When dealing with disputes that involve family law, many people have the mistaken idea that you can engage a family law attorney if you’ll undergo mediation, and vice versa. It’s simply not true. The fact is, when resolving conflicts and protecting your interests in a family law dispute, mediation is just one tool out of many. Just as engaging an attorney to advise you doesn’t preclude you from entering into mediation in order to avoid court, entering into mediation doesn’t mean you shouldn’t hire an attorney to advise you.
In a wide variety of important ways, a family law attorney can assist you with preparing for mediation.
With any legal proceeding or dispute, discovery is one of the most important aspects. The discovery process involves the collection and collation of information pertinent to the dispute, and the data collected can have a serious impact on the final result. A clear and up-to-date knowledge of every aspect of the issues you will be deciding is vital whenever one party enters into mediation with another party.
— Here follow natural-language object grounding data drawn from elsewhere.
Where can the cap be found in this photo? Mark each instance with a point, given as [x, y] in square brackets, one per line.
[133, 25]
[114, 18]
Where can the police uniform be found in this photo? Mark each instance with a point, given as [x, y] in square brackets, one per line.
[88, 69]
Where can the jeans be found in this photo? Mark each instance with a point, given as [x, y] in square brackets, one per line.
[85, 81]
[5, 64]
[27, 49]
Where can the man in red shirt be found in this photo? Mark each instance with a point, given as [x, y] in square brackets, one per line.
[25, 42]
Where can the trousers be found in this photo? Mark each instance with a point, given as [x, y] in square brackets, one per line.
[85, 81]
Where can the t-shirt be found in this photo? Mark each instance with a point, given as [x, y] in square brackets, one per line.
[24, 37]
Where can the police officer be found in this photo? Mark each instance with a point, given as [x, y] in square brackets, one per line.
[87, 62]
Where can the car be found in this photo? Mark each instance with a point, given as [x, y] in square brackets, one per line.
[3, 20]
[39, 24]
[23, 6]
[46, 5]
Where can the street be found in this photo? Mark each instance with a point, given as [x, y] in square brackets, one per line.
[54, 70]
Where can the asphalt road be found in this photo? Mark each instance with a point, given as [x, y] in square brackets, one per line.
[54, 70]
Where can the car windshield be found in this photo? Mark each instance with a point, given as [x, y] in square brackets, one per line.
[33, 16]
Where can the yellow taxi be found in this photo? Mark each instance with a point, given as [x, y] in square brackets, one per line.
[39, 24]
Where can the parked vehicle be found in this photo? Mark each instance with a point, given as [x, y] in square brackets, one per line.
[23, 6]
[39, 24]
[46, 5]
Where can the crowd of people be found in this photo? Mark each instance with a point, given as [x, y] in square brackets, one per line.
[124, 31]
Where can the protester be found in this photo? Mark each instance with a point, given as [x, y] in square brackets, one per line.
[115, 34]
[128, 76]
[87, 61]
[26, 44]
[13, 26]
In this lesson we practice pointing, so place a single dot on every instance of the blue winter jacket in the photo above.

A family law attorney will not only have the resources to gather this information, including subpoena powers if they are necessary, but also the experience to collate and present it to you, to the opposing part and to the mediator in a clear and easily understood manner.
A divorce is a complex situation with a lot of moving parts’ that will have a significant impact on the lives of all involved. A family law attorney will have the necessary information on hand to complete a child support obligation worksheet (if necessary) or a marital estate worksheet. There are serious financial problems or even court-imposed penalties when errors on these worksheets are made. And unless you possess the experience and familiarity with them that an attorney brings, these worksheets can be difficult to complete.
Finally, a family law attorney has been through the process many times and can give the client a clear concept of the best-case and worst-case scenarios. The whole experience becomes less frightening and more effective when clients have a reasonable and objective idea of what the outcome of mediation could be. When this happens, clients come to terms with those possibilities more easily and enter into the mediation process with a calm, productive attitude.